To “take on Africanness” like Dolezal, Michael “lived with a Black family,” wore head wraps and shaved her head while studying abroad in South Africa.
“I didn't want to be White, but if I had to be, I wanted to be White in a way that was different from other White people I knew,” she pressed. “I wanted to be a special, different White person.”
Because “White people” do not “self-identify racially” (they call themselves things like “normal” or “just American”), America has a “society…where only people of color seem to be responsible for racialized problems.”

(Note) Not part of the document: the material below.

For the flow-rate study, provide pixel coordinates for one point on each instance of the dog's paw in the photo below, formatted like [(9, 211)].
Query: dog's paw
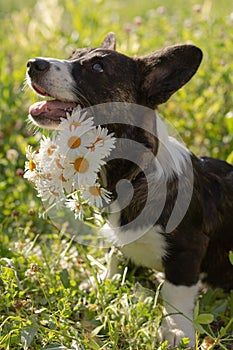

“White people” think they don’t have “racial stories” or “own our history” because “we don’t see it as ours,” Michael continued.
During the 20th century, Michael said, immigrants “abandoned” what made them “racialized” such as language and religion to “become White” (or…American?). Not only did they want to start “fitting in,” said Michael, but also they wanted rights “reserved for White people” like citizenship and police protection.
But Dolezal exemplified the opposite.
“[T]he process of becoming White that [Dolezal’s] ancestors undoubtedly went through…may be connected to her desire to un-become White,” or in Michael’s other words, “to lose that feeling of being cultureless, of being part of an unidentified group, and to leave behind that identity that has no positive way to be.”
Michael claimed, “[L]ots of White people,” like herself, “do this in thousands of tiny ways as we appropriate the cultures of others” from different countries to “fill in the blanks in our own.”
On the other hand, she argued, “[W]e need White people to see that we are White.”
“When we recognize and own our Whiteness, we can account for our own portion, our one 1/billionth of responsibility for what White people have done throughout history,” she wrote. “We can use our privilege to confront the sources of that unfair favoring.”
Michael listed possible reasons for Dolezal’s actions including mental illness, connecting with her adopted siblings and feeling “safer and more loved in Black communities.”
“Maybe it felt good to distance herself from the overwhelming oppressiveness of Whiteness -- her own and that of her country and of her ancestors,” Michael argued.
Turning once more to herself, Michael explained what she learned from her experience.
“But the lesson for me is remembering how deep the pain is, the pain of realizing I'm White, and that I and my ancestors are responsible for the incredible racialized mess we find ourselves in today,” she said.
Even though “Whiteness” is terrible, it’s still better than the alternative, according to Michael.
“Being White -- even with the feeling of culturelessness and responsibility for racism -- is nothing compared to not being White” – even if “being white” can “drive you to do the weird and unthinkable that we see in Dolezal today.”
According to Michael, Dolezal proved a “good warning.”
“Dolezal's actions are a potential pitfall for any White people on the journey towards recognizing the truth of what it means to be White,” she concluded. “But we cannot not be White. And we cannot undo what Whiteness has done. We can only start from where we are and who we are.”
Michael, the director of P-12 Consulting and Professional Development at the Center for the Study of Race Equity in Education at the University of Pennsylvania, boasts writing or editing books on the topic of “whiteness,” including Raising Race Questions: Whiteness and Inquiry in Education and Everyday White People Confront Racial and Social Injustice.
As producer, Michael advertises short films on her website with names like Speaking Truth to Privilege and Teens Talk Racial Privilege.
Michael is not alone in her sentiments – and expressing them through the media. Journalist Hannah Miet similarly wrote for The Washington Post “I’m a white woman who dated a Black Panther. I could have been Rachel Dolezal.”
“While I don’t agree with Dolezal’s actions,” Miet said, “I do think we have that in common: the refusal to live in cultural isolation.”